On 7/15/19 at 11:55am accompanied by the FM in the Basement, it was observed that sprinkler system control valve for the Purchasing Storeroom is not provided with supervisory attachments for monitoring and signaling at a constant attended location. This is in non-compliance with NFPA 101, 2012, 9.7.2.
Tag No.: K0712
Fire Drills are not adequately documented to demonstrate that staff are being trained to respond to fire conditions. Failure to train and document staff knowledge of required responses to fire conditions can compromise patient, staff and visitor safety during a fire.
Findings include:
On 7/15/19 at 2:00pm while in the company of the FM and SM it was observed that not all fire drills are recorded with response documentation to judge staff response to alarm activation in accordance with 19.7.1 & 19.7.2. Only actual alarm activations had response documentation. Unannounced drills had no response documentation other than to identify the time and date recorded for the drills.
Tag No.: K0913
Based upon observation, ground fault circuit interruption (GFCI) is not provided in accordance with Code requirements.
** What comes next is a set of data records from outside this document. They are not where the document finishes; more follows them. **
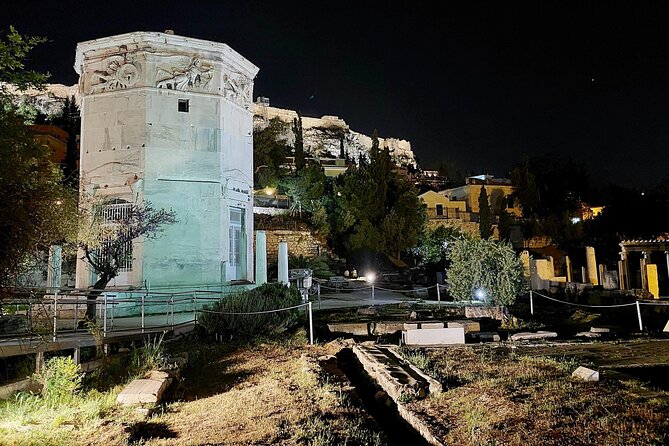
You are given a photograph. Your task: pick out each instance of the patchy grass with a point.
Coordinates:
(271, 393)
(492, 396)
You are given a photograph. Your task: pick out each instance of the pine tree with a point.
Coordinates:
(299, 142)
(485, 216)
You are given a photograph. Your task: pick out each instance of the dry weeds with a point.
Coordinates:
(492, 397)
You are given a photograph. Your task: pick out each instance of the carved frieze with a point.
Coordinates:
(238, 89)
(119, 71)
(184, 73)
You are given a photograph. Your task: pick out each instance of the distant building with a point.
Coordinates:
(441, 211)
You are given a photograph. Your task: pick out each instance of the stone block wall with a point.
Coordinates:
(299, 243)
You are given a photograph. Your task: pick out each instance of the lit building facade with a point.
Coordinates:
(168, 120)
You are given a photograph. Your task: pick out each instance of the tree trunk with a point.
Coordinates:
(93, 294)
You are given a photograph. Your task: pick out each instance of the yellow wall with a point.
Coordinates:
(432, 199)
(470, 194)
(653, 287)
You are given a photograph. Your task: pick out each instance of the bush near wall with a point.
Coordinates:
(242, 327)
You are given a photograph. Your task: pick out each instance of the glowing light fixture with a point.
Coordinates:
(480, 294)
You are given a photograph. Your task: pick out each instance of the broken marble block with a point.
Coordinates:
(586, 374)
(434, 336)
(528, 336)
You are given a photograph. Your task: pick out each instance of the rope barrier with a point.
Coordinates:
(583, 305)
(254, 312)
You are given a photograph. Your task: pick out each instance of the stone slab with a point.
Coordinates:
(142, 391)
(354, 328)
(586, 374)
(484, 336)
(431, 325)
(434, 336)
(499, 313)
(380, 328)
(528, 336)
(469, 326)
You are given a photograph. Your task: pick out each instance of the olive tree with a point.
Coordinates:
(484, 270)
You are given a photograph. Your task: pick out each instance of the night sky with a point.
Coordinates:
(480, 83)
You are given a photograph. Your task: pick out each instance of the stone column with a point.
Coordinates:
(283, 262)
(653, 285)
(54, 267)
(261, 257)
(525, 261)
(591, 263)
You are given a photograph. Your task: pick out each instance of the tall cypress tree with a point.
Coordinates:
(299, 142)
(485, 216)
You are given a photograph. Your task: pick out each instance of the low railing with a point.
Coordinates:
(58, 311)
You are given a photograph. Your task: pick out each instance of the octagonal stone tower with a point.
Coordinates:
(168, 119)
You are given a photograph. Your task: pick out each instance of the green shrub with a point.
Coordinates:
(247, 326)
(484, 270)
(60, 379)
(151, 356)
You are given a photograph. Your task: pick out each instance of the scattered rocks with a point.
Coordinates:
(484, 336)
(528, 336)
(469, 326)
(586, 374)
(368, 311)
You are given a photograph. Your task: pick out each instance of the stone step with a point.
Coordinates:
(396, 376)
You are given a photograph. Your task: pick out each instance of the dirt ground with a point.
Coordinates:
(493, 396)
(266, 394)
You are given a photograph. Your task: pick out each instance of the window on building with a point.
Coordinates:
(235, 233)
(184, 105)
(114, 214)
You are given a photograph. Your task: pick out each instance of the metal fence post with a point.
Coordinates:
(195, 308)
(76, 312)
(638, 312)
(55, 314)
(104, 321)
(311, 325)
(113, 310)
(531, 304)
(143, 297)
(172, 309)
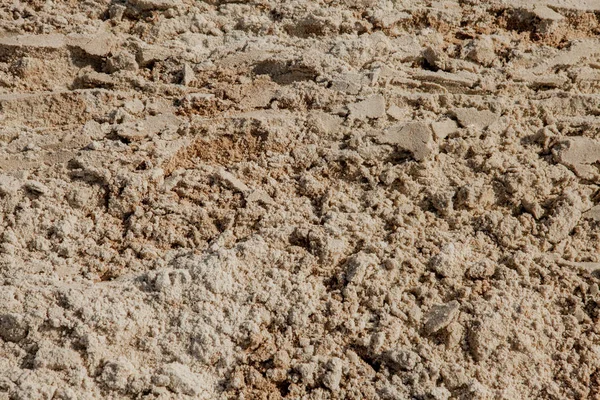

Failure to provide GFCI protection can result in electrical shock hazards to occupants.
Findings include:
On 7/16/19 at 8:35am while in the company of the FM, it was observed that receptacles within 6'-0" of sink fixtures were not provided with GFCI protection to comply with NFPA 70-2011, 210.8(B)(6) at the Emergency Dept. south Nurse Station sink.
Tag No.: K0915
Based upon observation, not all Critical Care bed locations are provided with power from both the Essential Electrical System and the Normal power electrical system. Failure to provide both Critical power and Normal power at the bed locations can result in no power being available.
Findings include:
On 7/16/19 at 8:20am while in the company of the FM it was observed that no normal power receptacles were available at the Emergency Department rooms 1 & 2, both bed locations to comply with NFPA 99-2012, 6.3.2.2.1.2.